Ишанин спрятал горстку монет в бездонные штаны, снова вытер рот и нос кепкой и вдруг с воем бросился головой вперед на незнакомого долговязого человека в синей майке. Голова – сильнейшее оружие Ишани, его коронные удары «снабаш» восхищали всегда старожилов Пионерского рынка, а теперь и подрастающее поколение их оценило. Незнакомец же, ничего не зная о прошлом, чужим латышским взглядом спокойно смотрел на летящую к нему заостренную голову в клочьях седых волос.

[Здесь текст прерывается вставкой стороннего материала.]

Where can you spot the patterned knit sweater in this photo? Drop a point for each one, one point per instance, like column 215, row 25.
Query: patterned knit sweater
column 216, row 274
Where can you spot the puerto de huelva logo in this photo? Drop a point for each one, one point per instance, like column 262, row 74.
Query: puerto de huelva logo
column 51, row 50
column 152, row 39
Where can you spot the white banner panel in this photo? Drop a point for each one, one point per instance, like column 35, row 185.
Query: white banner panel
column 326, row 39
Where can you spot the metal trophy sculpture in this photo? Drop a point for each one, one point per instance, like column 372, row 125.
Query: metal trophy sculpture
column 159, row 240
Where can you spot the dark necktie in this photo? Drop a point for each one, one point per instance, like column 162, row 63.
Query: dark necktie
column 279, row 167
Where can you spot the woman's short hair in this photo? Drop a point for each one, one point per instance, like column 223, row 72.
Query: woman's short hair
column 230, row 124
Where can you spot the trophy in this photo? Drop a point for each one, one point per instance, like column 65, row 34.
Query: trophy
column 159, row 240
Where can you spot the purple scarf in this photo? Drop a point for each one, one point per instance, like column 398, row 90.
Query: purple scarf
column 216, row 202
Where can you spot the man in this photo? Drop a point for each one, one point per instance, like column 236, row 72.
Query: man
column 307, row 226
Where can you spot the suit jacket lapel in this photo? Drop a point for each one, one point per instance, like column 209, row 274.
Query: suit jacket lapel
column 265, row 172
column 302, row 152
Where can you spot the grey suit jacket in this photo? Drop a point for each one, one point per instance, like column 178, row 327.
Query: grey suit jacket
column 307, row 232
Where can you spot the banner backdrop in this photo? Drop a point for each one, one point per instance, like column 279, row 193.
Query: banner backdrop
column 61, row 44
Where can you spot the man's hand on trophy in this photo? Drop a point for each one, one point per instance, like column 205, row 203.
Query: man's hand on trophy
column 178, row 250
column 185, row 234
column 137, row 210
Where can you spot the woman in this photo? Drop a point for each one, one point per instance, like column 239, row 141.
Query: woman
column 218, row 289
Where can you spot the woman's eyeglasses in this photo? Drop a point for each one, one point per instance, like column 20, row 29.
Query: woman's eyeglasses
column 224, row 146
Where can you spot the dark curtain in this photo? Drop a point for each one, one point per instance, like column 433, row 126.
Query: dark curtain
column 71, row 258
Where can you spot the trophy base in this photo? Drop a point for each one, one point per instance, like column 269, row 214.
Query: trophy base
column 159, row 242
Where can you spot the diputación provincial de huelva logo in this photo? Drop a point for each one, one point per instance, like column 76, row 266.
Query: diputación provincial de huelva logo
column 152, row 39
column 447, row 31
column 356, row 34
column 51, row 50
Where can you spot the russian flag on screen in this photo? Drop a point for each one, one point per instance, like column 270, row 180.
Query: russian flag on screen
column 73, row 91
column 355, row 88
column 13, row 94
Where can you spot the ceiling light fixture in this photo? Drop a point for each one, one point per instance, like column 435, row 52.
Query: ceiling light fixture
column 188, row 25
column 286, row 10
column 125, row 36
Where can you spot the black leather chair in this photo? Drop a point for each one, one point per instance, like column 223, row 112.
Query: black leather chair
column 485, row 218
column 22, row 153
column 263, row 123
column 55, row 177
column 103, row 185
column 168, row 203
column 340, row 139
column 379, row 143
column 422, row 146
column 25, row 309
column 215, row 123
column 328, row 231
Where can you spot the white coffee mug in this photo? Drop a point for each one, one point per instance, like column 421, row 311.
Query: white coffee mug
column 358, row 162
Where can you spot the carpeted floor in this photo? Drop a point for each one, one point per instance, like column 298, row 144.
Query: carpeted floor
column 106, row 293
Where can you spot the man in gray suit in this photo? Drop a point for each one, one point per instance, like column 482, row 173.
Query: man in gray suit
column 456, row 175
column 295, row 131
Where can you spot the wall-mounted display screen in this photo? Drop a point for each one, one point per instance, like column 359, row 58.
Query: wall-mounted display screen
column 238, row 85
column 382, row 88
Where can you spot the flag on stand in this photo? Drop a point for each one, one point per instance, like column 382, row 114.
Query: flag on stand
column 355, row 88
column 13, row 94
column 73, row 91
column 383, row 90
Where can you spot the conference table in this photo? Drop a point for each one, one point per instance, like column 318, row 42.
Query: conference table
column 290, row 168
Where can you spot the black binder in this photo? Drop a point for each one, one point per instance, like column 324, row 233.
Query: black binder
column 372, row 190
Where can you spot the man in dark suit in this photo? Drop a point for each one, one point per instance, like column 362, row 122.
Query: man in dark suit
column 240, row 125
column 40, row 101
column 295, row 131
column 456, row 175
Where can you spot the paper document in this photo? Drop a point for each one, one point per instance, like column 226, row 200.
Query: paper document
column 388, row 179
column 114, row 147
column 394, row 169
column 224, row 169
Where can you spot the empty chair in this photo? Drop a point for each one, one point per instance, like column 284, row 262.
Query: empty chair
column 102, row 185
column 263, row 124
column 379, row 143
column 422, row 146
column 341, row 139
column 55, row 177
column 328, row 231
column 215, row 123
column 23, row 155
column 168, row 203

– Хоп! – вдруг оглушительно выдохнул Алик Неяркий и в самый последний момент остановил опасный полет. Отличная все-таки подготовка у наших «ледовых рыцарей»! Ишанин болтал ногами и полоумно выл в железных тисках бомбардира.
– Паразиты, бляди каторжные, да я таких, как вы, в рот, в рот, в рот… В рот меня ебать, маршала Толбухина возил на «Виллисе»… если кто русский, так тот поверит! – так выл Ишанин.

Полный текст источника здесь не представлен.